Besides, nobody wants to be unwanted. A city always wants to be attractive. It wants people to want to be here. It wants people to want to live here. It wants vibrancy. It wants growth.

All of this, ALL of it, sounds positive and exciting. Chilling how much resistance to change is out there! None of these projects are "cutting edge", yet they are greeted as if they were experimental or dangerous developments.

The region just has to move beyond defining the 2 family home and the 6 unit brick apt building as the apex of development.

Any idea what the plans look like for the Holmes Dale replacement? wonder what the back story is to the demolition and replacement in one of Albany's better neighborhoods...where I wouldn't have expected a tear down and rebuild approach. (It was listed in the 230K range.....can't wait to see what the new house looks like!)

Hopefully these projects will all be built. It's crazy how anti-development and NIMBYist some people are around here, and then they wonder why so many people leave. It's fine if they build a house or move in, but then they want to close the door to everyone else.

So let me get this right.....people would prefer to live in nice cities???Had no idea.....ps please do ANYTHING to prevent playdium buildings from looking like the 1950’s Soviet Union as depicted......has anyone on the website or developing these projects ever been to or lived in any nice cities????

Had to laugh along with the frustration expressed by BS (and PK) in their Oct 22 comments....I'm pretty well convinced that the decision makers and many, many residents have NOT experienced "nice cities" or truly vibrant urban areas or traveled more than 100 miles from here (except for a ball game or a trip to Florida or Myrtle beach).

there are many cities that "work" as vibrant centers balancing out life and work and business. This Region has all the ingredients to be successful, but it takes some vision, less parochialism, and moderate risk. (Actually it is ALLOWING others to take risks...with their money and investments in our Region, the neighbors IMO mis-perceive that these development ideas are under their control AND expose them to some great risk. (The idea will fail, flourish or maintain the status quo FOR THE DEVELOPER. Is the neighborhood any worse off with a mediocre, occupied building than an empty lot? or an empty bowling alley? How much more tax dollars flow in because of the development ? Without investment and development, do the neighbors understand that the Northeast "brain drain" and "youth flight" Accelerates? (which leads to a decline in property values and increase in taxes?) standing still isn't an option

(yeah, I'm a bit frustrated too!)
:-)

I guess I never saw the renderings for 705 Broadway, but that (as well as the building proposed for the lot across from the post office annex) is going to dramatically change the character of the area. Not saying it's a bad (or good) thing, it's just going to be an interesting transformation.

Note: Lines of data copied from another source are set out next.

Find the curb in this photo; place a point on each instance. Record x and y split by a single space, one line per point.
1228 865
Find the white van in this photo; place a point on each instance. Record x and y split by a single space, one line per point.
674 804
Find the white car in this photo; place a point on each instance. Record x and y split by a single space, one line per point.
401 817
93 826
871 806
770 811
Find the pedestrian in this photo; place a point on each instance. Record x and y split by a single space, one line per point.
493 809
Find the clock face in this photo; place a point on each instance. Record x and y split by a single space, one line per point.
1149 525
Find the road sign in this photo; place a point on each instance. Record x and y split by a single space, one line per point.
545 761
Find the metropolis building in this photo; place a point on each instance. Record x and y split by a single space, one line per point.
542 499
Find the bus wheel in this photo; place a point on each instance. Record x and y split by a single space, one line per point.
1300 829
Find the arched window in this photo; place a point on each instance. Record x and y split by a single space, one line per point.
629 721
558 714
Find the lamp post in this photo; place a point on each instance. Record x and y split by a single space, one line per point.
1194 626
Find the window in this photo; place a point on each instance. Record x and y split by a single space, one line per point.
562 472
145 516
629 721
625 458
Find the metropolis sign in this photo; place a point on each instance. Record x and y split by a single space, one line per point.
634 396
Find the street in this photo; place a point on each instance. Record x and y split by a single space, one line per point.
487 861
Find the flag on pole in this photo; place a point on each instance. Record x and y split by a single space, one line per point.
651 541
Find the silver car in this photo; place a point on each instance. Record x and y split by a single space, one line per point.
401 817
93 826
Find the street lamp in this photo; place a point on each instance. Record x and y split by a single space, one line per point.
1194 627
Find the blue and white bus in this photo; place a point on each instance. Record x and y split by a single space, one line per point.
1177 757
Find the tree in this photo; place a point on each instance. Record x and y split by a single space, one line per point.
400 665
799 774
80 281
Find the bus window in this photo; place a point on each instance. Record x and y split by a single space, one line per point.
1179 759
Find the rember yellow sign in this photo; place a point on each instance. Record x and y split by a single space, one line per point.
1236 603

Albany needs to get over itself and greenlight some of these housing projects. The "Tech Valley" workers we're so desperate to attract want attractive, urban spaces. Not dilapidated post-war duplexes, we've got neighborhoods full of rotten ones already. Not ancient low rise apartment buildings. Not 30 mile commutes from some distant suburbs.

They don't want highways and massive parking lots. They want functional, modern public transit.

Albany, put some makeup on and maybe you'll get asked on a date. Otherwise keep sitting by the phone, I'm sure he'll call any day.

Sean and jsc you are right.

Sadly what you are both pointing to as the obstacle is our 19th century political leadership. If they can't control it they don't want it. Nothing has changed.

@jsc: The short presentation re: Holmes Dale mentioned that the new house would be roughly the same footprint as the old one, but there wasn't much discussion beyond that. I haven't been over to see the site and its condition, but the neighbor who spoke sounded very happy that someone was doing something with the property.